Hoje, o índice de presos que retornam à prisão após alguns meses depois de ganharem a liberdade é de 70%, mas no modelo de ressocialização que inclui trabalho e leitura, como o que é oferecido na Penitenciária Industrial de Maringá – Unidade de Progressão, a reincidência cai para 6%, de acordo com estudo do Departamento Penitenciário do Paraná (Depen)
Embora o programa seja idealizado pelo Departamento de Polícia Penal, o Deppen, ele tem como principal parceiro a Secretaria de Educação, que disponibiliza os professores de Português e pedagogos dos Centros Estaduais de Educação Básica para Jovens e Adultos (CEEBJAs), que dirigem as atividades e tiram as dúvidas apresentadas pelos leitores.
A paixão vem com a leitura
A pedagoga Ivanir Jolio, que coordena o programa na Penitenciária Industrial de Maringá – Unidade de Progressão, diz que as mudanças nos participantes do Remição pela Leitura são visíveis. “Quando eles [os presos] entram no programa, eles confessam que não gostam de ler livros e alguns nunca leram mesmo.
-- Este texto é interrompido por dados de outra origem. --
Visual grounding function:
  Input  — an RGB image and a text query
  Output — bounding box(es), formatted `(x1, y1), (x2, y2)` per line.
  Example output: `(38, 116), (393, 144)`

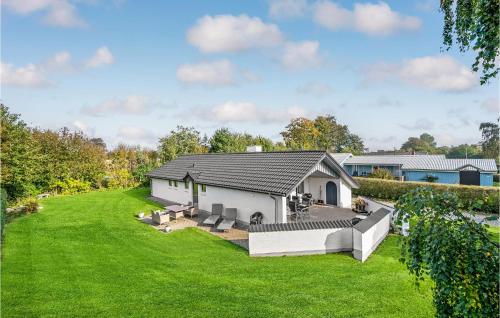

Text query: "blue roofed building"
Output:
(332, 154), (497, 186)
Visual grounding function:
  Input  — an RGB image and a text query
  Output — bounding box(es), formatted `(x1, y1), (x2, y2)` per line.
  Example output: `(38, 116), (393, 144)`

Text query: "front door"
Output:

A gente pergunta porquê, então, decidiram participar, se não gostam de leitura, e eles são sinceros ao responder que estão aqui pela remição, pela redução da pena. Em pouco tempo, já estão gostando de ler e aí começam as mudanças: passam a falar sem erros, a conversa tem mais conteúdo, escrevem melhor. É a transformação do cidadão pela leitura, é muito nítico. Em pouco tem eles já falam de seus autores preferidos, o gênero e o estilo literário que mais os agradam”.
A professora diz que no Exame Nacional do Ensino Médio, o ENEM, os alunos que partiam do projeto produzem bons textos, tiram boas notas e têm grandes chances de ganharem bolsas de estudos.
Uma obra por mês
Segundo Ivanir Jolio, o regulamento do Projeto Remição pela Leitura define que o interno deve ler uma obra e elaborar um relatório de leitura, uma resenha, na presença do professor de Língua Portuguesa.
“O professor estará ali para orientar, tirar dúvidas e corrigir, junto com o preso, o texto elaborado. Depois disso, o aluno reescreve sua resenha, que será novamente corrigida. É nesse texto que ele vai demonstrar se entendeu o livro que leu, pois o texto precisará demonstrar o entendimento, ter consistência e criticidade. Quanto mais livros são lidos, mais o preso melhora a qualidade de seu texto e o entendimento da obra”.
Concluídas as etapas de leitura, escrita e reescrita final de um resumo, o texto é avaliado, recebendo nota entre 0 e 10, de acordo com sua qualidade. É obrigatório atingir nota igual ou superior a 6.
Como o programa criado pela Polícia Penal e que virou lei ao ser aprovado na Assembleia Legislativa prevê a leitura de um livro por mês, ao cabo de um ano o preso terá lido 12 obras e escreveu e reescreveu 12 textos.
O Programa Remição pela Leitura tem sido destaque no cenário nacional recebeu o Selo ODM – Movimento Nós Podemos Paraná FIEP, e o Prêmio Boas Práticas do Conselho Nacional de Política Criminal e Penitenciária em Brasília, além de receber visitas de vários outros estados e países, em busca do modelo implantado e consolidado com sucesso no Paraná
Atualidade também conta
Em dezembro e janeiro os presos da Penitenciária Industrial de Maringá – Unidade de Progressão estão lendo e analisando textos jornalísticos, geralmente reportagens de grande profundidade sobre assuntos bem atuais, como faminicídio, racismo, questões ambientais e temas de fundo social.
“São assuntos que estão na internet e nós copiamos para que os nossos leitores possam ser atualizados sobre temas que são discutidos fora dos muros da penitenciária”, diz a pedagoga Ivanir Jolie, uma apaixonada pelo programa.